Next we have the case where both doublets and the singlet are part of different types of vertices. We get N = 2/(2/R1 + 2/R2 + 1/R1 - 3/2). From (7) we know that R1 and R2 both must be even, and thus 4 or greater, so we get no solutions.

We turn to the last case, namely all singlet corner types. If all but one are part of one type of vertex, we get N = 2/(4/R1 + 1/R2 - 3/2), and R1 even. We have already shown that this has no solutions. Next we consider the case where 3 corner types are part of one type of vertex, and the remaining two both are part of another type. We get N = 2/(3/R1 + 2/R2 - 3/2), with R2 even and R1 a multiple of 3 (from (8)). This has no solutions. The next case has one type of vertex with three corner types, and two vertices with one corner type. We get N = 2/(3/R1 + 1/R2 + 1/R3 - 3/2), R1 a multiple of 3. This has these solutions:

(Æ) N=12, M=5, R1=3, V1=12, R2=R3=3, V2=V3=4 (another deform
dodecahedron)

(Ø) N=24, M=5, R1=3, V1=24, R2=3, V2=8, R3=4, V3=6

(Å) N=60,
M=5, R1=3, V1=60, R2=3, V=20, R3=5, V3=12

We can make (Ø) by placing sets of four pentagons on each face of a cube, turned a bit to make the corners interlace. (Å) can be made in a similar manner from a dodecahedron. Even though the faces connect asymmetrically, these polyhedrons can be built with faces that have bilateral symmetry (if you don't consider how they connect).
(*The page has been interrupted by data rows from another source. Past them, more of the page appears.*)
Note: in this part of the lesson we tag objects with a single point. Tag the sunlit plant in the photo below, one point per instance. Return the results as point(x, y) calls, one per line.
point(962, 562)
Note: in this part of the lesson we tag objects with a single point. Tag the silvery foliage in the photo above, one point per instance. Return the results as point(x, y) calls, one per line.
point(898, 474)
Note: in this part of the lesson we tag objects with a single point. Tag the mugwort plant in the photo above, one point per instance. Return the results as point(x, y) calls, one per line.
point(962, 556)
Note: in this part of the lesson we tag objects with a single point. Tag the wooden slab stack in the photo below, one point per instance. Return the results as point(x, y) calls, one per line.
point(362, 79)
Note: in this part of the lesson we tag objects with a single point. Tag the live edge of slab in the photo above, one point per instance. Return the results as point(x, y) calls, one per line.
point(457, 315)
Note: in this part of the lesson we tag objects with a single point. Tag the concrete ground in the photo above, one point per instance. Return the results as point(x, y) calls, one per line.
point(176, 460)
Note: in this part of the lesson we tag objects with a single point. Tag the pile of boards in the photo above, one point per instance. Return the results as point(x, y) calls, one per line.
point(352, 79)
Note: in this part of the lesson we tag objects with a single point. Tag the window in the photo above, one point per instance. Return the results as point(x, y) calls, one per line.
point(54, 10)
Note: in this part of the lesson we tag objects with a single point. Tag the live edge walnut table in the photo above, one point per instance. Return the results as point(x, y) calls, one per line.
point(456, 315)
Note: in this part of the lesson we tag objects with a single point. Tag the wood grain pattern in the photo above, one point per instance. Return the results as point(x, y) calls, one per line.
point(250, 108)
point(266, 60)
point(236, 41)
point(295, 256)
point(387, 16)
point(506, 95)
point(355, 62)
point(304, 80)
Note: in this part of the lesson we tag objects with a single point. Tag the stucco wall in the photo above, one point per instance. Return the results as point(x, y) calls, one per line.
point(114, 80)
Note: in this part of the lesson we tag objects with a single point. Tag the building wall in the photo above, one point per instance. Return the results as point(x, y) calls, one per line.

The next case has two vertex types each with two corner types, and one vertex type with only one. We get N = 2/(2/R1 + 2/R2 + 1/R3 - 3/2), R1 and R2 both even (from (8)). This has no solutions. The next case has one vertex type with two corner types, and three vertex types with only one corner type. We get N = 2/(2/R1 + 1/R2 + 1/R3 + 1/R4 - 3/2), R1 even, and this also has no solutions. The last case has five different vertexes, each made from one corner type. (7) requires all of the vertices to have even rank, which cannot have a solution.

We now have gone through all the possibilities. There can be no proper dice except those mentioned in the solutions (A) to (Å) above. We have made no requirements that the faces or edges must be non-curving, but it can be shown (by example) that all the solutions for M = 3, 4, or 5 can be made with non-curving faces and edges, as I have suggested in the text (and will show for some in illustrations below). In fact, I'm pretty sure (but offer no proof) that all of these can be made so all vertex points touch an enclosing sphere.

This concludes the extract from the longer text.